I’m trying to understand memory usage and efficient coding of functions in Julia. Based on:
using LinearAlgebra
using BenchmarkTools
consider the following 3 illustrative functions [illustrating ideas; not the ones I will use]:
Function 1
function func1()
a = rand(100,1000)
return norm(a,2)
end
;
@benchmark begin
for i in 1:10000
func1()
end
end
#
BenchmarkTools.Trial:
memory estimate: 7.45 GiB
allocs estimate: 20000
--------------
minimum time: 4.654 s (15.18% GC)
median time: 4.662 s (15.23% GC)
mean time: 4.662 s (15.23% GC)
maximum time: 4.669 s (15.29% GC)
--------------
samples: 2
evals/sample: 1
Comment 1: I assume that func1() allocates a new 10^2\times10^3 matrix in heap memory each of the 10^4 times the function is called. With 8 bytes pr. element, this is 7.45 GiB.
Function 2:
function func2(a)
a .= rand(100,1000)
return norm(a,2)
end
;
a = rand(100,1000)
@benchmark begin
for i in 1:10000
func2(a)
end
end
#
BenchmarkTools.Trial:
memory estimate: 7.45 GiB
allocs estimate: 30000
--------------
minimum time: 5.944 s (11.68% GC)
median time: 5.944 s (11.68% GC)
mean time: 5.944 s (11.68% GC)
maximum time: 5.944 s (11.68% GC)
--------------
samples: 1
evals/sample: 1
Comment 2: I’m a little surprised here… The input argument a for func2() is put in stack memory and is thus efficiently deleted every time the function is exited, so I thought the memory allocation would be small. However, I guess the reason is that memory is temporarily allocated in heap memory when calling rand(100,1000), leading to no gain. In fact, it is worse.
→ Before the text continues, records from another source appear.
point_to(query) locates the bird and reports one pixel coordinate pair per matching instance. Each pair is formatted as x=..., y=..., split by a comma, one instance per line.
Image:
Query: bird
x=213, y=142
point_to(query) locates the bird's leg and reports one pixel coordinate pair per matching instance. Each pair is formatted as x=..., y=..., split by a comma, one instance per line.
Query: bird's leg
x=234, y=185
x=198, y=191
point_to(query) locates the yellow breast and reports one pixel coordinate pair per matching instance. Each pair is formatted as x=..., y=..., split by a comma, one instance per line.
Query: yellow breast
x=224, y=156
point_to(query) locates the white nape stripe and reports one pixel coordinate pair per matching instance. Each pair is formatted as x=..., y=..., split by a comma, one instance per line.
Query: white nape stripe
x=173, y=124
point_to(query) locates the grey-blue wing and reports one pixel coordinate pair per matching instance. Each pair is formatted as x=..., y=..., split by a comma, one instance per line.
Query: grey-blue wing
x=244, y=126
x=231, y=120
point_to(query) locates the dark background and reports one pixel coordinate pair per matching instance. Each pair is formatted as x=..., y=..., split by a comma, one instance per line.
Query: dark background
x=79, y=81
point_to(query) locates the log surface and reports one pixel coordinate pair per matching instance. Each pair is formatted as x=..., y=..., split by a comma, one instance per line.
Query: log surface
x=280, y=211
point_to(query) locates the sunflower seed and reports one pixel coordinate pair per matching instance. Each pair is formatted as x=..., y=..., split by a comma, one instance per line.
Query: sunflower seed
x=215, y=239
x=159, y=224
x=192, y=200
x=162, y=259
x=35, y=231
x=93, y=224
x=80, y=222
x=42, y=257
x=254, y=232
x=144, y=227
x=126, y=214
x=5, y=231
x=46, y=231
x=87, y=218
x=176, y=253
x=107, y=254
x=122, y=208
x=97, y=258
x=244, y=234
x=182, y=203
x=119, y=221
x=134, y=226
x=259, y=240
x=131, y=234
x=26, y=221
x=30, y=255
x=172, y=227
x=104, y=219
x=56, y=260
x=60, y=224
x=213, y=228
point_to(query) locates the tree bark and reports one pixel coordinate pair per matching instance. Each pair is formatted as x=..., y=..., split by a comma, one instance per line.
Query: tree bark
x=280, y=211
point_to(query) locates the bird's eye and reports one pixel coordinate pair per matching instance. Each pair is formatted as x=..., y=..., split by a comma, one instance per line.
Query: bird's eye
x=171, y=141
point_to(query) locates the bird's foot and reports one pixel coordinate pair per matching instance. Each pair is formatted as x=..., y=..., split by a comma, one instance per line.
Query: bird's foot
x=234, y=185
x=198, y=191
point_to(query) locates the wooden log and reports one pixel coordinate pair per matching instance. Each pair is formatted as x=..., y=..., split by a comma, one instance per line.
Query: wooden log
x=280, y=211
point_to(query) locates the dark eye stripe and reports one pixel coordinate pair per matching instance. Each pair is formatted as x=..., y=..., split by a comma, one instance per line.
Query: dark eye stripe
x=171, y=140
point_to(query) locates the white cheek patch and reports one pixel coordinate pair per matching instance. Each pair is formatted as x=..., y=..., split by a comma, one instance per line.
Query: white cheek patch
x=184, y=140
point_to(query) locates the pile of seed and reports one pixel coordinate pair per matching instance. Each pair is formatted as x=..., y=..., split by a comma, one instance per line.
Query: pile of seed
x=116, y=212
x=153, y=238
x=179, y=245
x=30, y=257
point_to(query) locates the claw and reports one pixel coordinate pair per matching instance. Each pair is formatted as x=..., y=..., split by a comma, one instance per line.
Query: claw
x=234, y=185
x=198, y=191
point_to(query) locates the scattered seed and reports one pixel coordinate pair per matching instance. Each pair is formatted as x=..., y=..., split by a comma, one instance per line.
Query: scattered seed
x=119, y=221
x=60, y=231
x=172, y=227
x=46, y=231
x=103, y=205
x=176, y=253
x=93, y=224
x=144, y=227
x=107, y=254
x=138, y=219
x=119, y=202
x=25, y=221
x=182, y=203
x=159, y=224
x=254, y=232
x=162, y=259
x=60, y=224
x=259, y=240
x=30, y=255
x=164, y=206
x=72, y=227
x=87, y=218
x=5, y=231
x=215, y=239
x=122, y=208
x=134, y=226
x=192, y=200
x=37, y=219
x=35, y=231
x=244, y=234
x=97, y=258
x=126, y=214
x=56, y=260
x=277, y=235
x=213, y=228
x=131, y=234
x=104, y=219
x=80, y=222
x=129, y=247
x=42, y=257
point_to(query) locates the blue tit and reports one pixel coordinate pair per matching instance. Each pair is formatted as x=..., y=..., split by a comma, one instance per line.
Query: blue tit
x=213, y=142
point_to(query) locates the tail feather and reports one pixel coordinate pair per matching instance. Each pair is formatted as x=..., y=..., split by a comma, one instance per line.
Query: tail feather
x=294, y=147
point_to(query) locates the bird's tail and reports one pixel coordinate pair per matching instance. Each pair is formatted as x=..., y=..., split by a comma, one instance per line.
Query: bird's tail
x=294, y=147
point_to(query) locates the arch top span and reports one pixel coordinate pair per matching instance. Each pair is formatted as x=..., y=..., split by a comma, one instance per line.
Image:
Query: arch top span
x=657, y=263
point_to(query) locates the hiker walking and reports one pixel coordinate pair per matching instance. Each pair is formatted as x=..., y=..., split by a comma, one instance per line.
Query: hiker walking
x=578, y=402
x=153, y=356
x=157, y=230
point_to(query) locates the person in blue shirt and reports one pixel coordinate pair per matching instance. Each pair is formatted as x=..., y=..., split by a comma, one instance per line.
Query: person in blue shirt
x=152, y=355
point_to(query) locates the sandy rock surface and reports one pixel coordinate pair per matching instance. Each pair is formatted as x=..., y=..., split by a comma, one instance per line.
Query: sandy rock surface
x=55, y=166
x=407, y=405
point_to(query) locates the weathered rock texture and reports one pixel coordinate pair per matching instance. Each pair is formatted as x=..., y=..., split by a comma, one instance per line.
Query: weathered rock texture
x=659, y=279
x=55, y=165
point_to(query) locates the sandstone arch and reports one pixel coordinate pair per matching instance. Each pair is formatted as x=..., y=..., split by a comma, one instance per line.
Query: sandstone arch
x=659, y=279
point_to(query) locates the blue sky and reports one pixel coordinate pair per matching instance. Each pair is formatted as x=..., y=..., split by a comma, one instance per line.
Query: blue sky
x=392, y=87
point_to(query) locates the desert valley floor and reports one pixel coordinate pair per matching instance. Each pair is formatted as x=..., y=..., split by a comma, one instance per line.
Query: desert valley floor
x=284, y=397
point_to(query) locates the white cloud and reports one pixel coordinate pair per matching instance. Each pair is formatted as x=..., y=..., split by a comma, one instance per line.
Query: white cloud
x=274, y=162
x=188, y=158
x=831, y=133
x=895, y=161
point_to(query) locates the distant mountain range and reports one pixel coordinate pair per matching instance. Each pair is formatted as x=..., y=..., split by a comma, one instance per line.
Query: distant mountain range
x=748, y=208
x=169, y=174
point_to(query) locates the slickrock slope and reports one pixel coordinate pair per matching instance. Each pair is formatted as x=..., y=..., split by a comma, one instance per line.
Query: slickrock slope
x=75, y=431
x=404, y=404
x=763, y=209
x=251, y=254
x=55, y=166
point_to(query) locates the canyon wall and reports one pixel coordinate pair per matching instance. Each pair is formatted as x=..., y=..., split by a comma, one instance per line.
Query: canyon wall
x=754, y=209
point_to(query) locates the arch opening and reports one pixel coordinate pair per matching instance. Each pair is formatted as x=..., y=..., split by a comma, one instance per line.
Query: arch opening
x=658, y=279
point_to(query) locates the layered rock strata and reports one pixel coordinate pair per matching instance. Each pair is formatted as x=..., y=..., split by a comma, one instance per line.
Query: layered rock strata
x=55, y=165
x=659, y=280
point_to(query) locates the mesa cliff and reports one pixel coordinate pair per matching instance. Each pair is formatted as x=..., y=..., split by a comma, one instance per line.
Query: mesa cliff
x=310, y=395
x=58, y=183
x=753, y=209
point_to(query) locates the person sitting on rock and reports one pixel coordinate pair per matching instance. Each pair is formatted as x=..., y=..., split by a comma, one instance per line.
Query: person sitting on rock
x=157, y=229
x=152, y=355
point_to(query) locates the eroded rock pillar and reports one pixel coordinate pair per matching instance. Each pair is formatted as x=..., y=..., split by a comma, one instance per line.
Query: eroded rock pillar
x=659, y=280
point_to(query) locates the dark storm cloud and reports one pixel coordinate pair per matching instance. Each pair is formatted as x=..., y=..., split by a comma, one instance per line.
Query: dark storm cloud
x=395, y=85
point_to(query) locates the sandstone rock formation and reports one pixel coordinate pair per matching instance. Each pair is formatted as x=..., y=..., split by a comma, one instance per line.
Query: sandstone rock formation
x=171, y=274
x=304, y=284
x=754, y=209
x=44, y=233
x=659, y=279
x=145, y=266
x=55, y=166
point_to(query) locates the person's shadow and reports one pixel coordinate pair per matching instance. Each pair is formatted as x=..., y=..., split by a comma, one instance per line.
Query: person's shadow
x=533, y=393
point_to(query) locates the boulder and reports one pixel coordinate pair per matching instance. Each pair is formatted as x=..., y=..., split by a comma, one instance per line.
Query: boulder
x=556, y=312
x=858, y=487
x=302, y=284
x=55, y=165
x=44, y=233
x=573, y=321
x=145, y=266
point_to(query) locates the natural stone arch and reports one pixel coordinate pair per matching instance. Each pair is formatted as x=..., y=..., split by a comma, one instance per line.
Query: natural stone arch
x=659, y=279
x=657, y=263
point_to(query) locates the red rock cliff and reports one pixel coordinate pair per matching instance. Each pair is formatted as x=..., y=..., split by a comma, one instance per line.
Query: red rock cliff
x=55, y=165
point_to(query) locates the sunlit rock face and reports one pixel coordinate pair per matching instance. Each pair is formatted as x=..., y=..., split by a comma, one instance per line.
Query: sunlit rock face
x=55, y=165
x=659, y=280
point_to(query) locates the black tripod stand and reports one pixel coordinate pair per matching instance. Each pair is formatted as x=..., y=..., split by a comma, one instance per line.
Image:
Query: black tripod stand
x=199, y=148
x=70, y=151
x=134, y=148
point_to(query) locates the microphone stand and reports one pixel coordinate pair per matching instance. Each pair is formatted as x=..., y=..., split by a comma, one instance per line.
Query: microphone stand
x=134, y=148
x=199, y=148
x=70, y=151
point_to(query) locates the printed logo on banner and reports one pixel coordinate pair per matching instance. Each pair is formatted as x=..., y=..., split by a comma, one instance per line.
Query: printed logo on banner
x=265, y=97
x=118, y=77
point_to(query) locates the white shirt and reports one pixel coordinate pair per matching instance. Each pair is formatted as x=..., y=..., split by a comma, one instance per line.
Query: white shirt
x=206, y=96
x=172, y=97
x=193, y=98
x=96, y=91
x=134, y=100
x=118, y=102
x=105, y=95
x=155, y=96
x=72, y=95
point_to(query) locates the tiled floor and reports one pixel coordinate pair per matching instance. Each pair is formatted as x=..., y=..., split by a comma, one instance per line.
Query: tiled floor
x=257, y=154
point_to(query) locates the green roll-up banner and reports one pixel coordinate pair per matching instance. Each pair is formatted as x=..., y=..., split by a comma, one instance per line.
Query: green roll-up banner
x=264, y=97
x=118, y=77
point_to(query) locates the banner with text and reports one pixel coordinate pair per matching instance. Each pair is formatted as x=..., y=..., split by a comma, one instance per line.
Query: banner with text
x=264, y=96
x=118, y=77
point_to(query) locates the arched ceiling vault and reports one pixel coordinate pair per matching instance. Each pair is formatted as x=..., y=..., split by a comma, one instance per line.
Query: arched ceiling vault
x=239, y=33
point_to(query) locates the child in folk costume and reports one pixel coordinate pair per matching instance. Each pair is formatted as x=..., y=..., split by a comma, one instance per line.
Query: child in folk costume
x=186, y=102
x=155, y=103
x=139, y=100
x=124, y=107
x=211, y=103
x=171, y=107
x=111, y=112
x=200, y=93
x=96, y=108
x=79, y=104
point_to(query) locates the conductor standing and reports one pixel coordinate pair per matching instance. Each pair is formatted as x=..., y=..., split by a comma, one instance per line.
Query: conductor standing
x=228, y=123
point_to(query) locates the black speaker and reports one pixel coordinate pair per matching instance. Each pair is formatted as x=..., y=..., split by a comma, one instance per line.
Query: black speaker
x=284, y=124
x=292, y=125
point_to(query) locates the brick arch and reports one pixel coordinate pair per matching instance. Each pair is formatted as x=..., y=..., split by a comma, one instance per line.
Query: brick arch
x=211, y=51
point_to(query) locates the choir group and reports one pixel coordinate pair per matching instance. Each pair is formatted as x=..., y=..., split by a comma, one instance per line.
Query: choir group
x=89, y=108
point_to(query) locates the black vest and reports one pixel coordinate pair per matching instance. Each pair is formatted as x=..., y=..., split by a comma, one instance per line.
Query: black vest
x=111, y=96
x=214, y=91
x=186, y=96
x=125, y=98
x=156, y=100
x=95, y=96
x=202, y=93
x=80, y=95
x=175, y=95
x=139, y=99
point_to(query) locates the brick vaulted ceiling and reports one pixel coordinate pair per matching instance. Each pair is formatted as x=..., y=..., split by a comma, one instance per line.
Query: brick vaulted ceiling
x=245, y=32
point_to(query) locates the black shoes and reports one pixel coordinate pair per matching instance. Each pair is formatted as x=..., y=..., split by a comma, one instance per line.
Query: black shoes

It turns out that if I replace a .= rand(100,1000) with a = rand(100,1000), func2() behaves just like func1(). It is not quite clear to me why a .=... is worse than a = ... here.
Function 3:
function func3(a,m,n)
for i in 1:n
for j in 1:m
a[j,i] = rand()
end
end
return norm(a,2)
end
;
a = rand(100,1000)
m,n = size(a)
@benchmark begin
for i in 1:10000
func3(a,m,n)
end
end
#
BenchmarkTools.Trial:
memory estimate: 156.25 KiB
allocs estimate: 10000
--------------
minimum time: 4.737 s (0.00% GC)
median time: 4.816 s (0.00% GC)
mean time: 4.816 s (0.00% GC)
maximum time: 4.896 s (0.00% GC)
--------------
samples: 2
evals/sample: 1
Comment 3: This is, by far, the most efficient code when it comes to memory usage. The input arguments a, m, n are placed in stack memory, and are efficiently deleted every time the function is exited. The loops ensure that only scalars are involved, and scalars are also put in stack memory and efficiently deleted, I assume.
QUESTIONS to ye Julia gurus:
- Why is
a .= ...worse thana = ...in this particular case (i.e.func2())? - Why is even
156.25 KiBallocated forfunc3(...)? Is memory allocated for callingnorm(a,2)?? - Is there an even more efficient way to do this?
- Since I modify the input argument for
func2()andfunc3(), should I really have named themfunc2!()andfunc3!()? - The reason I look into this, is that I’ve coded a
loss()function for doing parameter estimation of an ODE model. On my workstation with 32 GB RAM, doing estimation allocates some74 GiBmemory – and the estimation takes close to 8 minutes. I see lots of potential for reducing the memory allocation. Still…with@benchmarkestimating74 GiBin a computer with 32 GB RAM… does that imply:
a. The computer starts to swap memory to the SSD disk, which really slows down things [would be horrible on a hard disk]?, or
b. The74GiBis the cumulative allocation, and the Garbage Collection algorithm frees memory so that the code still runs in RAM?
Good advice and knowledgeable answers are highly appreciated!